Justizsenatorin sieht Schutzlücke, wenn sich erst während der Strafhaft herausstellt, dass Verurteilte hochgradig gefährlich sind.

Foto: dpa
Justizsenatorin Schiedek zu geplanten Strafvollzugs-Änderungen
Justizsenatorin Jana Schiedek (SPD), während Pressekonferenz über die geplante Neustrukturierung des Hamburger Strafvollzuges

Hamburg. Hamburg will den jetzt vom Bundestag verabschiedeten Gesetzentwurf zur Sicherungsverwahrung im Bundesrat blockieren.

Der Entwurf enthält nach Ansicht der Justizsenatorin der Hansestadt, Jana Schiedek (SPD), eine gravierende Schutzlücke. "Wir müssen auch in Zukunft dafür sorgen, dass hochgefährliche Straftäter nachträglich noch in eine Therapieunterbringung genommen werden können", sagte Schiedek.

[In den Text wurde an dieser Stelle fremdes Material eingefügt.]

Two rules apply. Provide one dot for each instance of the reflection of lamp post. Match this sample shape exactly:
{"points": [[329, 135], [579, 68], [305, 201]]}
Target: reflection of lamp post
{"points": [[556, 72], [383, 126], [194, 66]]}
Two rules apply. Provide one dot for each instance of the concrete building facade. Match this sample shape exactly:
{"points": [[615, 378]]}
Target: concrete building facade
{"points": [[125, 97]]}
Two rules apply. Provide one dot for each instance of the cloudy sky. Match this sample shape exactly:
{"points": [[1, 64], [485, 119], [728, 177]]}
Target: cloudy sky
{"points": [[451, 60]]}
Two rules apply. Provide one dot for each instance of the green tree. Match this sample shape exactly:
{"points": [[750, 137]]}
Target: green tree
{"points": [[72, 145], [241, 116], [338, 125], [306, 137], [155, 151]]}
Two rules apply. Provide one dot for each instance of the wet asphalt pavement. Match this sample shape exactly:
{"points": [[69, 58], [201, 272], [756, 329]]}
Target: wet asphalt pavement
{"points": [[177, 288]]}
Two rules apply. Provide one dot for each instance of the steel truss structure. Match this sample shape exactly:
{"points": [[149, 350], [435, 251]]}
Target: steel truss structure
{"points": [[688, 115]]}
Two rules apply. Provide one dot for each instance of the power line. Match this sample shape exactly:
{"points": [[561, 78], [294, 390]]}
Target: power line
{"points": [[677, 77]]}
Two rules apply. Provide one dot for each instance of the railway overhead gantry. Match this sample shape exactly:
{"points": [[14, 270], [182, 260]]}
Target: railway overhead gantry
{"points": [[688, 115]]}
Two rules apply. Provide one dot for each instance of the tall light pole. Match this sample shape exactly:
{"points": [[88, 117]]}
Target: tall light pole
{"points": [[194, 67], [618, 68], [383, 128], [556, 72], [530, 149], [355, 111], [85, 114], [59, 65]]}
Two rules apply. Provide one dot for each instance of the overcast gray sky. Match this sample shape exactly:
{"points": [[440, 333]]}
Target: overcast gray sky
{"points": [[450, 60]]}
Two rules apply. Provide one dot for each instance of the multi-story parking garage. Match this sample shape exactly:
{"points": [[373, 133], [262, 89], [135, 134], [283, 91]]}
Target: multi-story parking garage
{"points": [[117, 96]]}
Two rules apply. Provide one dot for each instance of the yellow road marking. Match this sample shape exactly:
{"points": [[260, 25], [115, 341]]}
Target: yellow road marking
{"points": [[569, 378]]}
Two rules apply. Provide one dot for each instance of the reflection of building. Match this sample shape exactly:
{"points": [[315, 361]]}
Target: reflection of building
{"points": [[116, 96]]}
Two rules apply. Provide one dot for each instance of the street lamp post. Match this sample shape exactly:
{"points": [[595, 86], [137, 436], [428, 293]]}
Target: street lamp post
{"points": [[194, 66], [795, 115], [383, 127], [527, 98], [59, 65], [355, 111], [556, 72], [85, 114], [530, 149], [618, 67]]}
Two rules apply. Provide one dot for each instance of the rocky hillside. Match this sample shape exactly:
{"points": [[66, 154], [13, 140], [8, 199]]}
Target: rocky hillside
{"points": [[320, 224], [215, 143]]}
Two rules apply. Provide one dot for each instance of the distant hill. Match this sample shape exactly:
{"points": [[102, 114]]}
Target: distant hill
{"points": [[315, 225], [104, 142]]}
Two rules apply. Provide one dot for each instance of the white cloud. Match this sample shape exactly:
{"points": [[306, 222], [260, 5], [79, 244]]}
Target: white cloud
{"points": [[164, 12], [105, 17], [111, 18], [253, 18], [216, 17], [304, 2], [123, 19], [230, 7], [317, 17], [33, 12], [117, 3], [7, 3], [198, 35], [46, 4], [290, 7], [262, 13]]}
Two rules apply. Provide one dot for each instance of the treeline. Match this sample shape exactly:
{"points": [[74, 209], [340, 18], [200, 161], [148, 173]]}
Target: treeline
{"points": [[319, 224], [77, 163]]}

Nach den Plänen von Schwarz-Gelb soll eine Unterbringung bei den Straftätern nicht möglich sein, bei denen sich eine hochgradige Gefährlichkeit erst nach einer Verurteilung während der Strafhaft herausstellt. Schiedek zufolge wäre es jedoch "fahrlässig, die vom Bundesverfassungsgericht aufgezeigten Möglichkeiten zur Schließung dieser Lücke nicht zu nutzen." Die Senatorin will daher den Vermittlungsausschuss anrufen.

Bundesrat und die Justizminister der Länder hätten sich in der Vergangenheit mehrfach und mit breiter Mehrheit für eine nachträgliche Therapieunterbringung ausgesprochen.

Mit den Stimmen von Union und FDP hatte der Bundestag am Donnerstag einen Gesetzentwurf angenommen, der vor allem sicherstellen soll, dass gefährliche Kriminelle in Sicherungsverwahrung anders untergebracht und als Strafgefangene behandelt werden.

(HA/dapd)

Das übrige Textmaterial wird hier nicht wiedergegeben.